Chandrashekhar Deshpande

Endowed with the gift of a good academic career, C. S. Deshpande completed his Inter Science Examination in 1950 from Willingdon College, Sangli. There he stood first in the University, winning all the University prizes and scholarships in all subjects and creating records in Mathematics and in Aggregate total marks. The student who stood second was behind him by as many as 70 marks i.e. 10%!

After completing his B.E. (Electronics and Telecom.) from the College of Engineering, Pune, he joined the prestigious T.I.F.R. (Tata Institute of Fundamental Research) in 1954 as a research scholar in the Nuclear Particle Accelerator Section. His name was specially recommended by his principal to Dr.

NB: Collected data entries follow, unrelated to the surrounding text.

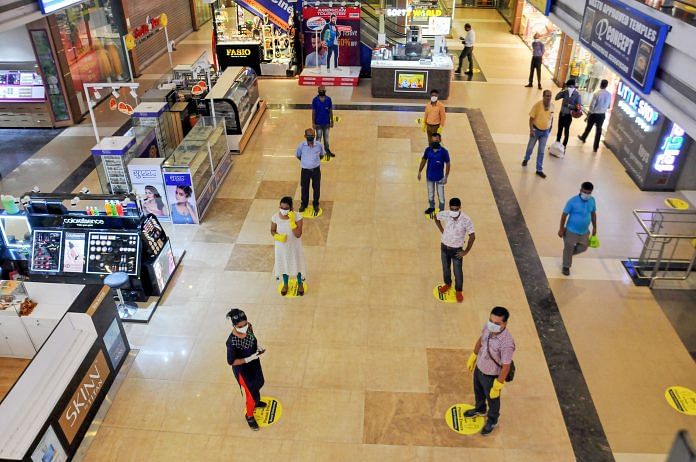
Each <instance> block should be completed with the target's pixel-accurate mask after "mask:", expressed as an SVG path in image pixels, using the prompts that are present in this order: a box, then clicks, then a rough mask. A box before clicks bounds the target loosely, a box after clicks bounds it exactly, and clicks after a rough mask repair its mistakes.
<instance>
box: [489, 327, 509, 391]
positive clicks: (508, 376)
mask: <svg viewBox="0 0 696 462" xmlns="http://www.w3.org/2000/svg"><path fill="white" fill-rule="evenodd" d="M490 343H491V338H490V337H488V340H487V341H486V350H487V351H488V357H489V358H491V359H492V360H493V362H494V363H495V365H496V366H498V367H499V368H501V369H502V368H503V366H502V365H501V364H500V363H499V362H498V361H496V360H495V358H493V355H492V354H491V349H490V346H489V345H490ZM515 369H516V367H515V361H510V372H508V376H507V377H505V381H506V382H512V381H513V380H515Z"/></svg>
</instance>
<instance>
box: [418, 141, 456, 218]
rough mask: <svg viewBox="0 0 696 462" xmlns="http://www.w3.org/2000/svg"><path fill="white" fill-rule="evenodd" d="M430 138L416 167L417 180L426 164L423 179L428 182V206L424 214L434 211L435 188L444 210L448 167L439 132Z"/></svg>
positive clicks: (434, 204)
mask: <svg viewBox="0 0 696 462" xmlns="http://www.w3.org/2000/svg"><path fill="white" fill-rule="evenodd" d="M431 140H432V141H431V143H430V146H429V147H427V148H426V149H425V152H424V153H423V158H422V159H421V163H420V166H419V167H418V181H420V180H421V172H422V171H423V167H425V165H426V163H427V164H428V169H427V170H426V171H425V179H426V181H427V184H428V208H427V209H426V210H425V212H424V213H425V214H426V215H430V214H432V213H433V212H434V211H435V190H436V189H437V198H438V201H439V206H440V210H441V211H442V210H445V184H447V177H449V169H450V159H449V152H448V151H447V149H445V148H443V147H442V145H441V141H442V138H441V137H440V134H439V133H435V134H434V135H433V136H432V138H431Z"/></svg>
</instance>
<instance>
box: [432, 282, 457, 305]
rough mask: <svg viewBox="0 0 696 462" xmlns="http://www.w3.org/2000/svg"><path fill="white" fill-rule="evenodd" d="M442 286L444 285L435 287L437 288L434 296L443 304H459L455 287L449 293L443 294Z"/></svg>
mask: <svg viewBox="0 0 696 462" xmlns="http://www.w3.org/2000/svg"><path fill="white" fill-rule="evenodd" d="M442 286H443V284H438V285H436V286H435V288H434V289H433V296H434V297H435V298H437V299H438V300H440V301H441V302H445V303H457V292H455V290H454V287H450V288H449V290H448V291H447V292H445V293H444V294H441V293H440V287H442Z"/></svg>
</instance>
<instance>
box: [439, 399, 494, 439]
mask: <svg viewBox="0 0 696 462" xmlns="http://www.w3.org/2000/svg"><path fill="white" fill-rule="evenodd" d="M473 408H474V406H472V405H471V404H464V403H460V404H455V405H454V406H452V407H451V408H449V409H448V410H447V412H445V422H447V426H448V427H449V428H450V430H452V431H454V432H457V433H459V434H460V435H475V434H476V433H480V432H481V429H482V428H483V426H484V424H485V423H486V419H485V417H483V416H476V417H465V416H464V413H465V412H466V411H468V410H469V409H473Z"/></svg>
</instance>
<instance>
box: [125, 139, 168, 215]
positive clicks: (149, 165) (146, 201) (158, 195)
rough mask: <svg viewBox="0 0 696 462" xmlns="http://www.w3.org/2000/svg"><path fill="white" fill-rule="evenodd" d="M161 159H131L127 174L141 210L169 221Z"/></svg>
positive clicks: (157, 158)
mask: <svg viewBox="0 0 696 462" xmlns="http://www.w3.org/2000/svg"><path fill="white" fill-rule="evenodd" d="M156 145H157V143H156V141H155V146H156ZM163 161H164V159H161V158H156V159H150V158H144V159H133V160H131V162H130V163H129V164H128V176H129V178H130V180H131V185H132V187H133V191H134V192H135V195H136V196H137V197H138V199H140V201H141V203H142V208H143V212H144V213H151V214H153V215H154V216H156V217H157V218H158V219H160V220H161V221H169V205H168V204H167V196H166V193H165V188H164V177H163V176H162V162H163Z"/></svg>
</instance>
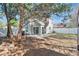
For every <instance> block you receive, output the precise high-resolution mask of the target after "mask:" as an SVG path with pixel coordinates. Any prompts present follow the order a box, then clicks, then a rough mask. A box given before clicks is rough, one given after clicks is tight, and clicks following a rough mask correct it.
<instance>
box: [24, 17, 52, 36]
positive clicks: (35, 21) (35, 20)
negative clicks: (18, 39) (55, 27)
mask: <svg viewBox="0 0 79 59" xmlns="http://www.w3.org/2000/svg"><path fill="white" fill-rule="evenodd" d="M24 28H25V32H26V33H28V34H30V35H41V34H47V33H52V32H53V23H52V20H51V19H50V18H49V19H47V23H45V22H43V21H39V20H38V19H33V20H32V19H29V20H27V21H25V26H24Z"/></svg>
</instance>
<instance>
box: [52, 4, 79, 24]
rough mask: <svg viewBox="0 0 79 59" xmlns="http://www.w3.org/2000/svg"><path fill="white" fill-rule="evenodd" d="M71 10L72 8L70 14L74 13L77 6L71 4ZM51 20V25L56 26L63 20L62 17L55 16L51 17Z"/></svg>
mask: <svg viewBox="0 0 79 59" xmlns="http://www.w3.org/2000/svg"><path fill="white" fill-rule="evenodd" d="M70 6H71V8H73V10H72V11H71V12H70V13H74V10H75V9H76V8H77V7H78V6H79V4H78V3H73V4H70ZM52 19H53V23H55V24H58V23H62V20H63V18H62V17H57V16H55V15H53V16H52Z"/></svg>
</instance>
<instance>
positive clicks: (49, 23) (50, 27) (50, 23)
mask: <svg viewBox="0 0 79 59" xmlns="http://www.w3.org/2000/svg"><path fill="white" fill-rule="evenodd" d="M47 20H48V22H49V24H48V25H47V27H46V33H52V32H53V22H52V20H51V19H47Z"/></svg>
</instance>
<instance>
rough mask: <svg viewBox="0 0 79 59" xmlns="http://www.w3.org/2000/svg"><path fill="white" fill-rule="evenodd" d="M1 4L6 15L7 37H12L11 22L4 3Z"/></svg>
mask: <svg viewBox="0 0 79 59" xmlns="http://www.w3.org/2000/svg"><path fill="white" fill-rule="evenodd" d="M3 6H4V12H5V15H6V18H7V37H8V38H13V33H12V29H11V24H10V19H11V17H9V13H8V11H7V6H6V3H4V4H3Z"/></svg>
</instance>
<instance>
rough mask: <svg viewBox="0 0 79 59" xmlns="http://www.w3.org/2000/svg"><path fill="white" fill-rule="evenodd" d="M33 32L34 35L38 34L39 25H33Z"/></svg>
mask: <svg viewBox="0 0 79 59" xmlns="http://www.w3.org/2000/svg"><path fill="white" fill-rule="evenodd" d="M33 32H34V34H35V35H37V34H39V27H33Z"/></svg>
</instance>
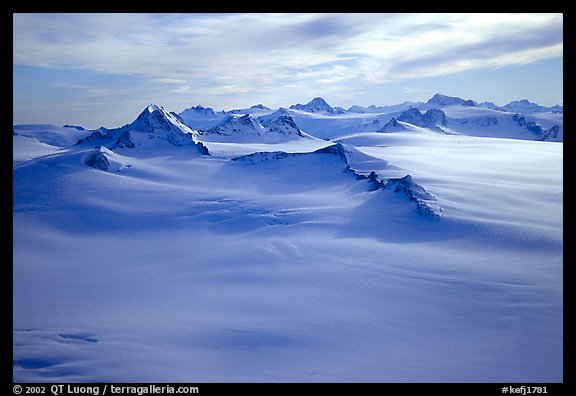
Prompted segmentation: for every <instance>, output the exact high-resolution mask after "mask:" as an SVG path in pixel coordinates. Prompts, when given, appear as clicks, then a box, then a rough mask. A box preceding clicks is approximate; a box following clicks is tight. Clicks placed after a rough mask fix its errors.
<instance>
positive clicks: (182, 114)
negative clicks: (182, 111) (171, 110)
mask: <svg viewBox="0 0 576 396" xmlns="http://www.w3.org/2000/svg"><path fill="white" fill-rule="evenodd" d="M183 115H205V116H215V115H216V113H215V112H214V109H213V108H211V107H204V106H202V105H197V106H196V107H190V108H188V109H186V110H184V111H183V112H181V113H180V116H183Z"/></svg>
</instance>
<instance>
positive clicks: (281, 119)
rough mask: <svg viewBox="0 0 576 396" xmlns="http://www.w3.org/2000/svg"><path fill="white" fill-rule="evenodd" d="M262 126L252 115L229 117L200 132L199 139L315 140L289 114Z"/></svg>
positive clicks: (275, 142)
mask: <svg viewBox="0 0 576 396" xmlns="http://www.w3.org/2000/svg"><path fill="white" fill-rule="evenodd" d="M275 115H276V117H275V118H272V121H270V119H268V120H267V121H268V123H267V125H266V127H264V126H262V125H261V124H260V123H259V122H258V121H257V120H256V119H254V118H253V117H252V116H251V115H250V114H245V115H242V116H237V115H228V116H226V118H225V119H224V120H223V121H222V122H221V123H220V124H218V125H216V126H214V127H212V128H210V129H208V130H201V131H199V136H198V138H199V139H200V140H202V141H206V142H235V143H280V142H285V141H289V140H294V139H302V138H304V139H314V138H313V137H312V136H310V135H308V134H306V133H304V132H302V131H301V130H300V129H299V128H298V126H297V125H296V123H295V122H294V120H293V119H292V117H290V116H289V115H288V114H279V113H277V114H275Z"/></svg>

Homi J Bhabha, the noted scientist and the founder of TIFR. In the following year, he appeared at the I.E.S. ( Indian Engineering Services) Examination and secured the top rank in this All India Competitive examination. He was posted in the I.R.S.E. (Indian Railway Service of Engineers) as a Class I gazetted officer and worked in the Railway Electrification project at Calcutta for a few years.

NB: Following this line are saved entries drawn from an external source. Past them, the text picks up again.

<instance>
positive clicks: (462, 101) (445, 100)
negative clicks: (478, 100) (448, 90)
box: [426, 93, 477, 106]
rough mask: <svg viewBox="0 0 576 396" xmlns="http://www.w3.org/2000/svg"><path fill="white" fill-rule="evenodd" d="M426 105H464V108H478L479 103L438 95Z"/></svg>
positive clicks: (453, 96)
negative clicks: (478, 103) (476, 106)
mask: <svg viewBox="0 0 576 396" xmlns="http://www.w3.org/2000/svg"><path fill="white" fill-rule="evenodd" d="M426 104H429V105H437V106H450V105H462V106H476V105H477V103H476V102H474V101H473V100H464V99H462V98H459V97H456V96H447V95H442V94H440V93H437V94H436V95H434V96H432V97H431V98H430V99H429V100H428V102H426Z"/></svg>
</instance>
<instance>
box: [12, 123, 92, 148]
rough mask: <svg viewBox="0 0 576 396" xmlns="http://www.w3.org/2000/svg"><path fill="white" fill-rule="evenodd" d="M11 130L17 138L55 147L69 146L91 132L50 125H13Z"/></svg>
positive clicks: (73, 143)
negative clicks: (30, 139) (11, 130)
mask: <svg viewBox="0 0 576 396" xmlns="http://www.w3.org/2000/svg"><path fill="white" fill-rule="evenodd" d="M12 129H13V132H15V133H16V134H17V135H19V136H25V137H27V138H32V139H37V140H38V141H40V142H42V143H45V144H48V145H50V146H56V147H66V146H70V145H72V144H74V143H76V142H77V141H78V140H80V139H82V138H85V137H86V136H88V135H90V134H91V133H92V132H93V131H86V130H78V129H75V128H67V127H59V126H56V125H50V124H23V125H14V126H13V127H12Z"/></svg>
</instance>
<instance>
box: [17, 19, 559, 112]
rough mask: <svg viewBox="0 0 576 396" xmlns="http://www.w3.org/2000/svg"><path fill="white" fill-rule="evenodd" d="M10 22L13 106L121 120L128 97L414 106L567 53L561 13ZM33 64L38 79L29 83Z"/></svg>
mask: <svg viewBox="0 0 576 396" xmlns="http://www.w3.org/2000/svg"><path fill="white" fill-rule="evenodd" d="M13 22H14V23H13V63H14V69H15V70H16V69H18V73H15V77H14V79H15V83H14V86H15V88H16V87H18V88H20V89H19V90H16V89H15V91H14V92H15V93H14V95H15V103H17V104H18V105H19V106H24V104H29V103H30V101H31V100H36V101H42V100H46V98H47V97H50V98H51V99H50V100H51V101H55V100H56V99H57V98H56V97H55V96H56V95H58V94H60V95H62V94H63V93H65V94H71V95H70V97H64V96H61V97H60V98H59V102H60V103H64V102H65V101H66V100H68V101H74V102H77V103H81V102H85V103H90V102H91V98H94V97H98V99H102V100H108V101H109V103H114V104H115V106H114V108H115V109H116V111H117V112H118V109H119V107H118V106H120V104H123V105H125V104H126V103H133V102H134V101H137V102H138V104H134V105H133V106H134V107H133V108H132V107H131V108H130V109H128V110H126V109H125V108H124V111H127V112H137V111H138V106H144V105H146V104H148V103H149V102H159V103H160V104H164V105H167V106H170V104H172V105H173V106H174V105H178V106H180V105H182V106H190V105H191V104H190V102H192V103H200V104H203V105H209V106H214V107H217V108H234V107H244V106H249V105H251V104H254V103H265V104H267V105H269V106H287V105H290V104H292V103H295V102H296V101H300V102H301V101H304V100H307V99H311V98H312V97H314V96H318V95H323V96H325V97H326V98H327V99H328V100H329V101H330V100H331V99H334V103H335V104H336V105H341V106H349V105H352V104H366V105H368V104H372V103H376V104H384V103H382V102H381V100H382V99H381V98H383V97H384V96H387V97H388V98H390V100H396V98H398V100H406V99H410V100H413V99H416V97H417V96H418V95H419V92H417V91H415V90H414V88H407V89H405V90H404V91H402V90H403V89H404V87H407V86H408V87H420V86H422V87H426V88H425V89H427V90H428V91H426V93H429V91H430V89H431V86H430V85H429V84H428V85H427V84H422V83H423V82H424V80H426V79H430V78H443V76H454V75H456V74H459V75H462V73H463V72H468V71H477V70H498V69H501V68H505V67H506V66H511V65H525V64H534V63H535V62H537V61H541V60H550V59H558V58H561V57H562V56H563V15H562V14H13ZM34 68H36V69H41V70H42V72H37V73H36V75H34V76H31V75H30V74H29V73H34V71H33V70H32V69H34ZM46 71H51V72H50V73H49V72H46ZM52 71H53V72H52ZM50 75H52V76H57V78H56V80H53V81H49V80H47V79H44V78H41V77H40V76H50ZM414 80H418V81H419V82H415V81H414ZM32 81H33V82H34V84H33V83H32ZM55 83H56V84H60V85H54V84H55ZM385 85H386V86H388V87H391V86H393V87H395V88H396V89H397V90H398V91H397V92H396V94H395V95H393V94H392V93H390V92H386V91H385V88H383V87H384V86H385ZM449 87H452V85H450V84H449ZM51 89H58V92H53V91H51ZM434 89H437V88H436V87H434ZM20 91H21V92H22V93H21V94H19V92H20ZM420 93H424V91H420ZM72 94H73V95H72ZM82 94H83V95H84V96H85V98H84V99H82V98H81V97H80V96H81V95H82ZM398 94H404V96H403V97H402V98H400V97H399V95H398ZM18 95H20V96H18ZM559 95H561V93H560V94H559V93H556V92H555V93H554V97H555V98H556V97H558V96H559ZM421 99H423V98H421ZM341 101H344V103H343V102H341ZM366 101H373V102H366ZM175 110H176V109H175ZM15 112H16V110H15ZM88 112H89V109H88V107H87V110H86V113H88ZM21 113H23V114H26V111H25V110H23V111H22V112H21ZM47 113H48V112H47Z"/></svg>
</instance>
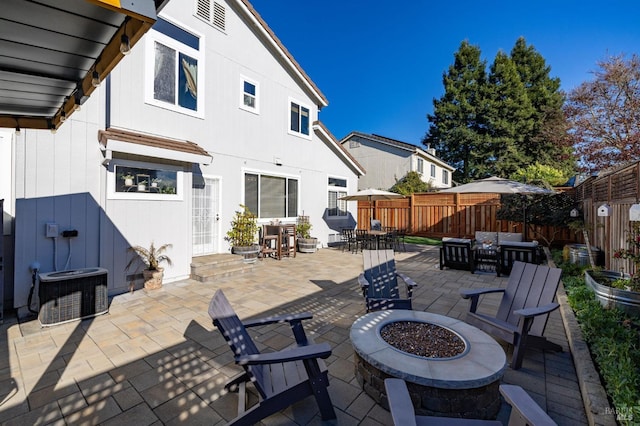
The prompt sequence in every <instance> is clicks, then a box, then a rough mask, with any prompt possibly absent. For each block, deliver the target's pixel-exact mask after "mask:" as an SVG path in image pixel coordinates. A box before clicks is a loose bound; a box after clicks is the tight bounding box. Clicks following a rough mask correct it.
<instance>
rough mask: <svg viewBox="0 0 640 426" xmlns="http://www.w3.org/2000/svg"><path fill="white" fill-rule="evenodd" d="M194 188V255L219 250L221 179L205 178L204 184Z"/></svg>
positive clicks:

During this period, he developed personal contacts with several leading engineers in the country and the top engineering teachers in various reputed institutes like the I.I.T.’s, B.H.U, Roorkee Engg. University, Indian Statistical Institute. It was during this time that he established contact with Sir C.V. Raman, the great scientist and Nobel Laureate. While working as a Railway Electrification Engineer, he realized that his intrinsic interest was in the field of teaching and writing Mathematics and Mathematical Engineering Subjects. This realization led to a painful internal conflict between treading a conventional path of continuing with the coveted Govt. Class I service and an unconventional risk of walking out of such secure civil service and undertake a struggle of establishing his own institute for teaching, writing and publishing.

Eventually, he did take the unconventional decision of resigning from the prestigious I.R.S.E. to return to Bombay to start his own academic institute. On the auspicious day of DASARA in OCT. 1960, he launched his own A.M.I.E. classes in a rented school classroom. That was the modest beginning of Vidyalankar in the Shardashram school of Dadar. After operating from another school at Matunga (West) for one year and yet another at Mahim for next two years, in May 1964 Vidyalankar could afford its own rented premises at Mahim. In 1974, Vidyalankar moved its Head Office to Pearl Centre – its present premises in Dadar West.

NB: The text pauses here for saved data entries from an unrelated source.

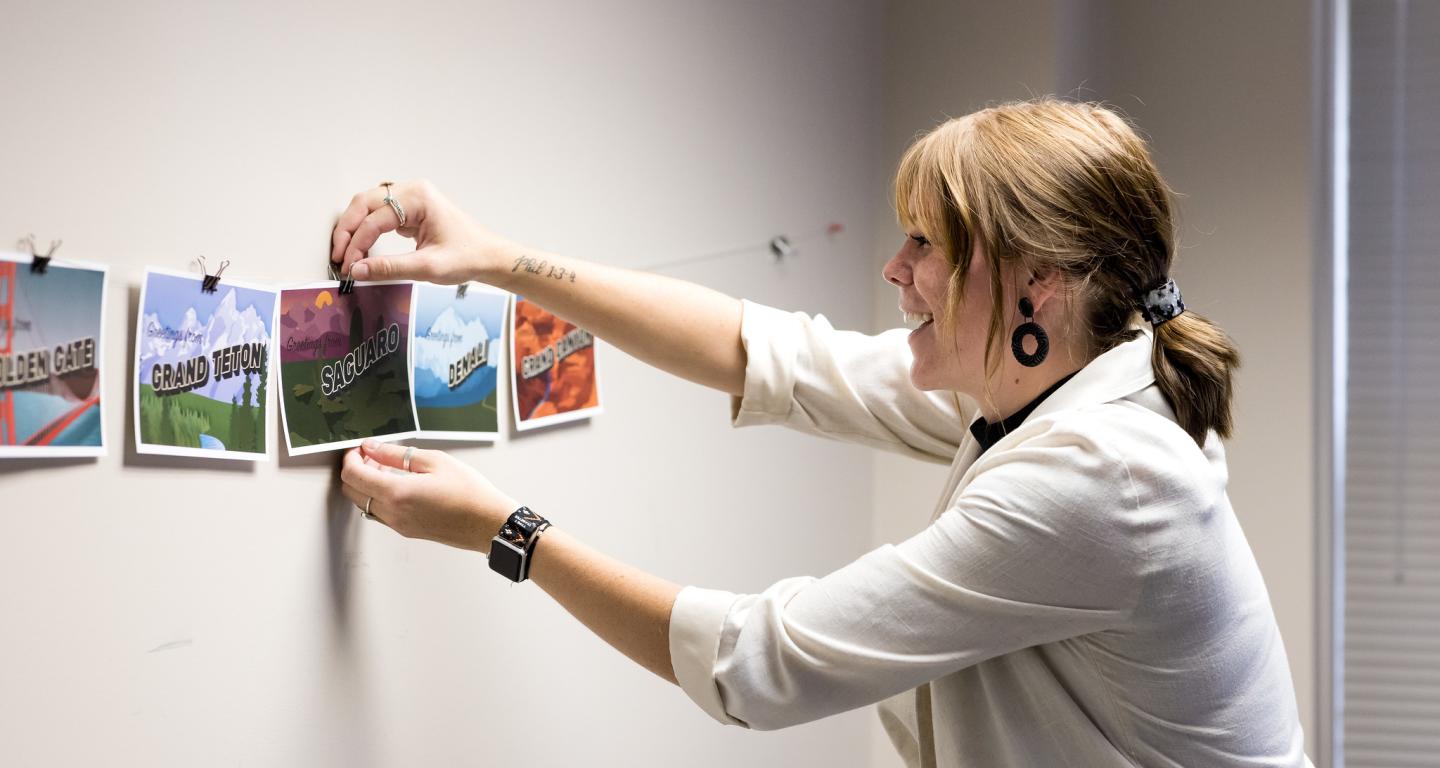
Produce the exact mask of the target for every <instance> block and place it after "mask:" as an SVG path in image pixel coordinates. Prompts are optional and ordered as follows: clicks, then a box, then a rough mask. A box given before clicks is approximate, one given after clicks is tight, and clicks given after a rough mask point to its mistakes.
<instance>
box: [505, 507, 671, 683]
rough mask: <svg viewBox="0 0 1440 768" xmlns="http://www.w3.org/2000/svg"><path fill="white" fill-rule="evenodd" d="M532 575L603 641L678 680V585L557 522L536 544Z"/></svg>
mask: <svg viewBox="0 0 1440 768" xmlns="http://www.w3.org/2000/svg"><path fill="white" fill-rule="evenodd" d="M530 579H531V581H534V582H536V584H537V585H539V586H540V588H541V589H544V591H546V592H549V594H550V597H552V598H554V599H556V602H559V604H560V605H562V607H564V610H566V611H569V612H570V615H573V617H575V618H577V620H580V624H585V625H586V627H589V630H590V631H593V633H595V634H596V635H599V637H600V640H605V641H606V643H609V644H611V646H613V647H615V648H616V650H618V651H621V653H624V654H625V656H628V657H629V658H631V660H632V661H635V663H636V664H639V666H642V667H645V669H648V670H649V671H654V673H655V674H658V676H661V677H664V679H665V680H670V682H671V683H674V682H675V671H674V669H672V666H671V660H670V611H671V608H672V607H674V604H675V595H678V594H680V586H677V585H674V584H671V582H668V581H665V579H661V578H658V576H652V575H649V573H647V572H644V571H641V569H638V568H632V566H629V565H625V563H622V562H619V561H615V559H613V558H608V556H605V555H600V553H599V552H596V550H593V549H590V548H588V546H585V545H583V543H580V542H579V540H576V539H575V537H573V536H569V535H567V533H566V532H564V530H560V529H559V527H552V529H549V530H546V532H544V533H543V535H541V536H540V540H539V542H537V543H536V550H534V555H533V561H531V563H530Z"/></svg>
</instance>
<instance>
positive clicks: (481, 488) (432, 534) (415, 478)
mask: <svg viewBox="0 0 1440 768" xmlns="http://www.w3.org/2000/svg"><path fill="white" fill-rule="evenodd" d="M406 450H408V448H406V447H405V445H393V444H386V442H379V441H366V442H364V444H363V445H361V447H360V448H351V450H348V451H346V458H344V464H343V465H341V470H340V481H341V488H340V490H341V493H344V494H346V499H348V500H350V501H351V503H354V506H356V507H359V509H361V510H363V509H366V503H369V504H370V514H373V516H374V517H376V519H379V520H380V522H382V523H384V524H387V526H390V527H392V529H395V532H396V533H399V535H402V536H408V537H410V539H429V540H432V542H439V543H442V545H449V546H456V548H461V549H474V550H475V552H490V540H491V539H492V537H494V536H495V533H498V532H500V526H503V524H504V523H505V520H507V519H510V513H513V512H514V510H516V509H517V507H518V506H520V504H518V503H517V501H516V500H514V499H511V497H508V496H505V494H504V493H501V491H500V488H497V487H495V486H494V484H492V483H491V481H490V480H487V478H485V475H482V474H480V473H478V471H477V470H475V468H474V467H471V465H468V464H465V463H462V461H459V460H458V458H455V457H452V455H449V454H446V452H444V451H428V450H423V448H415V450H413V454H412V455H410V471H405V470H403V468H402V467H403V464H405V451H406Z"/></svg>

Thus, the Basic objective of establishing this Institute was neither commercial nor merely to earn a livelihood. The Basic Objective was to satisfy the inner urge of dedicating oneself to the sincere academic pursuit and to guide the eager young students with a missionary zeal, to enhance their worthiness and imbibe the nobler values of life in their receptive minds not by empty words but by one’s own example.